48. Developmental Effects of Multilingual Code-Switching Frequency on Metalinguistic Awareness in Preschoolers

— Research questions: Does frequent exposure to caregiver code-switching enhance preschoolers’ metalinguistic skills and pragmatic flexibility? How does code-switching context (instructional vs. social) moderate effects? Overview: We observe and quantify naturalistic caregiver-child language environments with audio recording and LENA analysis, we assess children’s metalinguistic tasks and pragmatic comprehension, and we use propensity-score matching and multilevel regression to estimate causal associations.

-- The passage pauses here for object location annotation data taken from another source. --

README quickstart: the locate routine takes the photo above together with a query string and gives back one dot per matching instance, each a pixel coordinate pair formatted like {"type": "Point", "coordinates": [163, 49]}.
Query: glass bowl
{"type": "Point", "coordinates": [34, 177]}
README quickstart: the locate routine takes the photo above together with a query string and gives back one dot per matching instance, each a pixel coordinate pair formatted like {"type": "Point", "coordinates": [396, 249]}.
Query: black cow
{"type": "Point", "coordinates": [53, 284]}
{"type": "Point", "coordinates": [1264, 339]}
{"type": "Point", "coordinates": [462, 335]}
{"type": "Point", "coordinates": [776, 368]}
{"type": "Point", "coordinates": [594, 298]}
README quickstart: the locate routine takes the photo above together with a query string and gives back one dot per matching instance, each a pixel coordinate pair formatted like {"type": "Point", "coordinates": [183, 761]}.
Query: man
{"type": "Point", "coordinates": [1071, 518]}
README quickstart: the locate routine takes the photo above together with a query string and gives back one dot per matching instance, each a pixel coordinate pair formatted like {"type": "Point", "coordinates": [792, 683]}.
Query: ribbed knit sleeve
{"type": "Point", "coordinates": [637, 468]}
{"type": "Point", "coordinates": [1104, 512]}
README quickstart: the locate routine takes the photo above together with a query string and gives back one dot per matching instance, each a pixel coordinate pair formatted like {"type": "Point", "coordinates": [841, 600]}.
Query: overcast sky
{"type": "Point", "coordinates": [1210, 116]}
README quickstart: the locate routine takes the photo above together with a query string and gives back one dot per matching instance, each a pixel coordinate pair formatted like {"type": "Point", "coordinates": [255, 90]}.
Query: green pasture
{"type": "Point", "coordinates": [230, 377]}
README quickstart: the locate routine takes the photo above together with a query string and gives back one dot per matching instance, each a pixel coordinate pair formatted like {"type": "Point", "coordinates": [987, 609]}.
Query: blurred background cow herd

49. Peer-Directed Microaggressions in Middle School and Identity Consolidation among Minority Youth

— Research questions: How do repeated peer microaggressions influence identity integration, school belonging, and mental health trajectories during early adolescence? Can peer-led restorative interventions buffer negative outcomes? Overview: We implement a longitudinal school-based study measuring microaggression exposure, identity measures, and well-being across two academic years, we pilottest a peer-restorative program, and we assess intervention moderation via latent growth curve models.

50. Virtual Reality Exposure of Natural Environments and Pro-Social Risk-Taking in Urban Youth

— Research questions: Does repeated VR exposure to restorative natural settings increase willingness to engage in prosocial risk-taking (e.g., helping strangers) among urban adolescents? What neural and affective mediators explain behavior change? Overview: We conduct a randomized trial comparing VR-nature, VR-urban, and control conditions, we measure behavioral economics-style prosocial risk tasks, affective state, and optional neuroimaging for a subsample, and we analyze mediational chains with multilevel causal inference methods.